Three public opinion surveys on nuclear energy were conducted this year by these companies: Focus Marketing & Social Research (at the request of the Friends of the Earth Czech Republic), the Public Opinion Research Centre (CVVM) of the Academy of Sciences of the Czech Republic and the online Centre for Analysis and Empirical Studies (SANEP). In the following text, we will remind ourselves of their results and the relationship they have with the National Action Plan for the Development of Nuclear Energy which was adopted in June.

Independent survey by sociological agency Focus in March 2015 found that two-thirds of the Czech population preferred energy based on savings or renewable energy sources, while only a fifth supported nuclear power and coal mining. Also, 76 % of respondents wished for the state support in case they wanted to generate electricity for their own consumption at home and to reduce dependence on large producers of "dirty" electricity.

CVVM survey from May 2015 found that only 22 percent of respondents agreed with the construction of new reactors at Dukovany and Temelin and that only 6 % of people definitely wanted it. Construction of new Temelin units 3 and 4 was not wanted by 39 percent of respondents (only 12 % of respondents wanted it definitely). Calla interpreted the survey results this way in its press release of June 9, entitled "Support for the expansion of nuclear energy in the Czech Republic is on the decrease". Unfortunately, the vast majority of Czech media took over the version of the Czech press agency, which ignored the long-term trend of decline in the people's support for nuclear energy and interpreted the same survey results as "the majority of the Czech public gives support to nuclear energy".

However, the attention of the Austrian media Radionews and OOE-Nachrichten was drawn to the SANEP survey from July, in which people could only choose from two options: breaking the coal mining limits and completion of nuclear units at Temelin and Dukovany. 78.4 % of respondents preferred nuclear energy. Daily newspaper OOE-Nachrichten therefore concluded from this survey that the Upper Austrian and Czech anti-nuclear environmental NGOs (including Calla), which receive financial support from the state of Upper Austria, do not use financial support effectively, if the majority of the Czech population promotes nuclear. Councillor of Upper Austria for Environment, Rudi Anschober, objected against this reasoning and emphasized the importance of the activities of associations in both countries, also in connection with the June legal action at the European Court of Justice against subsidies for Hinkley Point C, which would distort the competitiveness of renewable energy sources.

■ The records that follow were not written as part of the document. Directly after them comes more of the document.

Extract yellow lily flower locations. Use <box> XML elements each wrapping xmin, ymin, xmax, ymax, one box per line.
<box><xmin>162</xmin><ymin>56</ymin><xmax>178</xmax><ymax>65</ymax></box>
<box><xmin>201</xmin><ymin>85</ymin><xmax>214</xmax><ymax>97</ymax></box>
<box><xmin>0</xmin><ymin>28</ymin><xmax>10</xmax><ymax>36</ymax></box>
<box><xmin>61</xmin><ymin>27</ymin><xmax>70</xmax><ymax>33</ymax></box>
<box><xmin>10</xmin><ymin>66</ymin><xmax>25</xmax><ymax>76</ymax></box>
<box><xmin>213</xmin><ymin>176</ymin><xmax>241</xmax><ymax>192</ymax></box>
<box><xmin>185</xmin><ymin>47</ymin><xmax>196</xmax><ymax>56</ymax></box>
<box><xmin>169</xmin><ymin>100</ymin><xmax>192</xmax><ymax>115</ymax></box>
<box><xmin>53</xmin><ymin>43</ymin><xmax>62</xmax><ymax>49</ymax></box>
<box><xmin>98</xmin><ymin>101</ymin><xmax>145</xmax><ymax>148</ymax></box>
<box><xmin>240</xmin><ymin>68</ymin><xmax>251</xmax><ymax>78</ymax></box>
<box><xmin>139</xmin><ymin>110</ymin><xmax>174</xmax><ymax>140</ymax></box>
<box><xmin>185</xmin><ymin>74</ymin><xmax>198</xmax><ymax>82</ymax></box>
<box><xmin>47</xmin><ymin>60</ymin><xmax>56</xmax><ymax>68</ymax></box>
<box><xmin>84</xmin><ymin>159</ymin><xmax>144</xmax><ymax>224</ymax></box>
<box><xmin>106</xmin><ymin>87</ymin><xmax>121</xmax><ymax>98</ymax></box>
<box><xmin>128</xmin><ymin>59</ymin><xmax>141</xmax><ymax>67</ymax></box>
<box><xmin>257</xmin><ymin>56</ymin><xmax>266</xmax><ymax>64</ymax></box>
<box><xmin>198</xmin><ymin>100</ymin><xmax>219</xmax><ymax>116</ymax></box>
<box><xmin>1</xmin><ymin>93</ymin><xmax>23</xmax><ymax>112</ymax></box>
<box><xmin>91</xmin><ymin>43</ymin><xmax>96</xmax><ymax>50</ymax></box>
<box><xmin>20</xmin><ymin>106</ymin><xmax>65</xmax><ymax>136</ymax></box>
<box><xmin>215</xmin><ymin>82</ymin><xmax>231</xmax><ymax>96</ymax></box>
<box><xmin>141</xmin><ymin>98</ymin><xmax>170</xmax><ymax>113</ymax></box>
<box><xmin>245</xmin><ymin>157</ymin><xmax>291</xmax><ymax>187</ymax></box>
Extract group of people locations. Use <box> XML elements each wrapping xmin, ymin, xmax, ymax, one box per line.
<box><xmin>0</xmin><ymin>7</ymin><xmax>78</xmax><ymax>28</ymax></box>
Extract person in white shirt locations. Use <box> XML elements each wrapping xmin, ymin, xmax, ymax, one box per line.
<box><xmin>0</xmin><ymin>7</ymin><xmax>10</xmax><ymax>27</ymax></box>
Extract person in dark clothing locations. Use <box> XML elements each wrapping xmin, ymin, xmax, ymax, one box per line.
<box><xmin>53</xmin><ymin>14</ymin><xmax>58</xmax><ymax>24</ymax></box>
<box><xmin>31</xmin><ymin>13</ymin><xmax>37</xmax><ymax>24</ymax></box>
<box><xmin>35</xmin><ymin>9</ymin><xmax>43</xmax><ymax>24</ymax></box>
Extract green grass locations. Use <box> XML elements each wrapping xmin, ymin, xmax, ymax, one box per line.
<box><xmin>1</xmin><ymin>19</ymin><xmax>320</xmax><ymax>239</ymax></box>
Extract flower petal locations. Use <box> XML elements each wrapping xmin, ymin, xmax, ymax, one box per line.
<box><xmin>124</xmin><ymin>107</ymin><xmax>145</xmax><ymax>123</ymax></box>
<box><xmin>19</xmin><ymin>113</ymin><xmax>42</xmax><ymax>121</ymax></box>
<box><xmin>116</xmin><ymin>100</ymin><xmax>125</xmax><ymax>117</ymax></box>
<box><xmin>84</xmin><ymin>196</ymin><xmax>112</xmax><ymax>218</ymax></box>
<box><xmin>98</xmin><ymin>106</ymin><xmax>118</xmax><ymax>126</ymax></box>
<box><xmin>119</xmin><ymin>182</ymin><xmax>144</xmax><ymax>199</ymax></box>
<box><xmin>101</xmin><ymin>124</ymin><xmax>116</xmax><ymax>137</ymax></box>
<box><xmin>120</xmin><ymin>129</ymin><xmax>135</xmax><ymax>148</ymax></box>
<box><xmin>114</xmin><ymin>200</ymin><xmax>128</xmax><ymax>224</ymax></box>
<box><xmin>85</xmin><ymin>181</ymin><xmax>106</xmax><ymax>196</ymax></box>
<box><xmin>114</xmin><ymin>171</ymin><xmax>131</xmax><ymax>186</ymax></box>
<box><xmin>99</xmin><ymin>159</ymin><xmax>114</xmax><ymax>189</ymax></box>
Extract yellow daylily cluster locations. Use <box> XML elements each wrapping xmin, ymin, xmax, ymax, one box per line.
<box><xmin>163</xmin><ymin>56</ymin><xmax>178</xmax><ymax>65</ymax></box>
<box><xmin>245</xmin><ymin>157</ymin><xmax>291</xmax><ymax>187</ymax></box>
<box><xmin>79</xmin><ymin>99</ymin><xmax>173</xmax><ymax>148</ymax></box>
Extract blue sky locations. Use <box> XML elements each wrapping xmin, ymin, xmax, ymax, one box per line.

Thus, while not giving so much attention to the July SANEP survey that Anschober labeled as an attempt for manipulation of public opinion in the country, based on the results of the March and May surveys, we see that in the Czech Republic there is slowly but surely growing the opposition to nuclear energy and thus against the National Action Plan for the Development of Nuclear Energy in the Czech Republic. This plan, as well as the project Hinkley, focuses on state financial support for the construction of four new reactors at Temelin and Dukovany and follows up on the State Energy Policy adopted in May, which promotes up to 50 % of electricity from nuclear power in the Czech Republic by 2040.